ONU acusa Hamas de confiscar ajuda em Gaza

AFP

Pelo menos metade dos palestinos em Gaza depende de ajuda

Funcionários da ONU em Gaza acusaram nesta quarta-feira a polícia do Hamas, grupo que controla a região, de ter confiscado cobertores e alimentos que deveriam ser distribuídos à população civil do território palestino.

O porta-voz da ONU Christopher Guinness disse que o confisco ocorreu na terça-feira quando 3,5 mil cobertores e 400 pacotes de alimentos foram levados de um armazém da instituição.

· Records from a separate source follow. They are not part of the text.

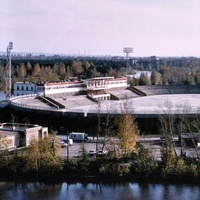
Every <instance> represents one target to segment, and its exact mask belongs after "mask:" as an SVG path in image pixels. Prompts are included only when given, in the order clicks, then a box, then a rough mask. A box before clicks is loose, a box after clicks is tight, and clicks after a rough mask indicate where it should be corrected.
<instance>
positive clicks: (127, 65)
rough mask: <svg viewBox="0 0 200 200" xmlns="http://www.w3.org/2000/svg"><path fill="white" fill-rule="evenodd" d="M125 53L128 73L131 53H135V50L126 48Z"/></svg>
mask: <svg viewBox="0 0 200 200" xmlns="http://www.w3.org/2000/svg"><path fill="white" fill-rule="evenodd" d="M124 53H125V54H126V72H128V59H129V53H133V48H131V47H125V48H124Z"/></svg>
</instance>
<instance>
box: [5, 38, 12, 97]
mask: <svg viewBox="0 0 200 200" xmlns="http://www.w3.org/2000/svg"><path fill="white" fill-rule="evenodd" d="M12 49H13V43H12V42H9V45H8V47H7V59H8V63H7V81H6V99H7V100H10V98H11V87H12V82H11V72H12V67H11V50H12Z"/></svg>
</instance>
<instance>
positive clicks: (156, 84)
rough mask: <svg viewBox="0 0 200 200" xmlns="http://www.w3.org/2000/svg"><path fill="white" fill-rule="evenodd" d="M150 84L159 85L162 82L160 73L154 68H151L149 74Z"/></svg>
mask: <svg viewBox="0 0 200 200" xmlns="http://www.w3.org/2000/svg"><path fill="white" fill-rule="evenodd" d="M151 84H153V85H161V84H162V77H161V74H160V73H158V72H157V71H155V70H153V71H152V74H151Z"/></svg>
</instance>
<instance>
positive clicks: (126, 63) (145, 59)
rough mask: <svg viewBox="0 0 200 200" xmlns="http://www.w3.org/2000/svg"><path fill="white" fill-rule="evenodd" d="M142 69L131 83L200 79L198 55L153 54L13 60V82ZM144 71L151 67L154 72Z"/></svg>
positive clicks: (93, 76)
mask: <svg viewBox="0 0 200 200" xmlns="http://www.w3.org/2000/svg"><path fill="white" fill-rule="evenodd" d="M6 66H7V64H6V60H3V61H2V62H1V65H0V89H1V90H3V91H5V88H6V86H5V85H6V79H5V78H6V74H7V67H6ZM137 70H140V71H143V73H141V75H140V77H138V78H134V76H133V77H132V78H129V79H128V81H129V83H130V84H131V86H135V85H168V84H190V85H195V84H199V83H200V59H198V58H161V59H159V60H151V59H150V58H149V59H147V58H140V59H130V60H128V61H126V60H123V59H119V60H106V59H105V60H99V59H96V60H95V59H90V60H85V59H83V60H81V59H80V60H78V59H60V60H48V59H47V60H12V84H14V83H15V82H17V81H21V82H25V81H27V82H53V81H61V80H67V79H68V78H69V77H74V76H75V77H80V78H92V77H96V76H114V77H121V76H124V75H127V74H129V75H130V74H131V75H134V74H135V73H136V71H137ZM145 71H150V72H151V76H150V77H149V75H147V74H146V73H145Z"/></svg>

Ele disse também que esta foi a primeira vez que ajuda humanitária havia sido confiscada pelo Hamas.

Guinness disse que a ajuda beneficiaria 500 famílias palestinas e exigiu a devolução imediata dos bens apreendidos.

O ministro do Hamas para Assuntos Sociais em Gaza, Ahmed al-Kurd, negou o confisco, mas admitiu que existe uma divergência entre o grupo e a ONU sobre como a ajuda deve ser distribuída. Ele acusou a ONU de fornecer mais ajuda a grupos em Gaza que se opõem ao Hamas.

Reconstrução

Calcula-se que pelo menos metade da população de 1,5 milhão de pessoas em Gaza dependa da ajuda alimentícia fornecida pela ONU, desde que Israel impôs o bloqueio do território, há 19 meses.

A distribuição dos alimentos se tornou mais complicada após o início da ofensiva israelense no território em dezembro. A ONU afirmou que aumentou seus esforços para ser capaz de prestar ajuda a cerca de 900 mil pessoas em Gaza.

Também nesta quarta-feira, a Autoridade Palestina (AP) anunciou um plano de US$ 600 milhões para a reconstrução das casas destruídas em Gaza pela ofensiva israelense de 22 dias, suspensa em 17 de janeiro.

"A maioria deste dinheiro virá de doadores", afirmou o primeiro-ministro da AP, Salam Fayyad, em Ramallah, na Cisjordânia. Ele disse ainda que a AP contribuirá com US$ 50 milhões.

As estimativas iniciais palestinas haviam calculado o custo da reconstrução em cerca de US$ 2 bilhões e que os esforços levariam até cinco anos.

Crimes de guerra

Falando ao parlamento europeu, em Estrasburgo, ainda nesta quarta-feira, o presidente palestino, Mahmoud Abbas, disse que vai pressionar para que os ataques israelenses em Gaza sejam investigados como possíveis crimes de guerra.

"Pessoas que cometem esses crimes devem ser responsabilizadas para que eles não se repitam", disse ele.

"Continuamos oferecendo nossa mão para a paz com Israel, mas o que foi feito, infelizmente, foram crimes de guerra."

Ele condenou os foguetes lançados pelo Hamas a Israel, mas disse que "as portas ainda estão abertas" para a formação de um governo de unidade nacional com o grupo.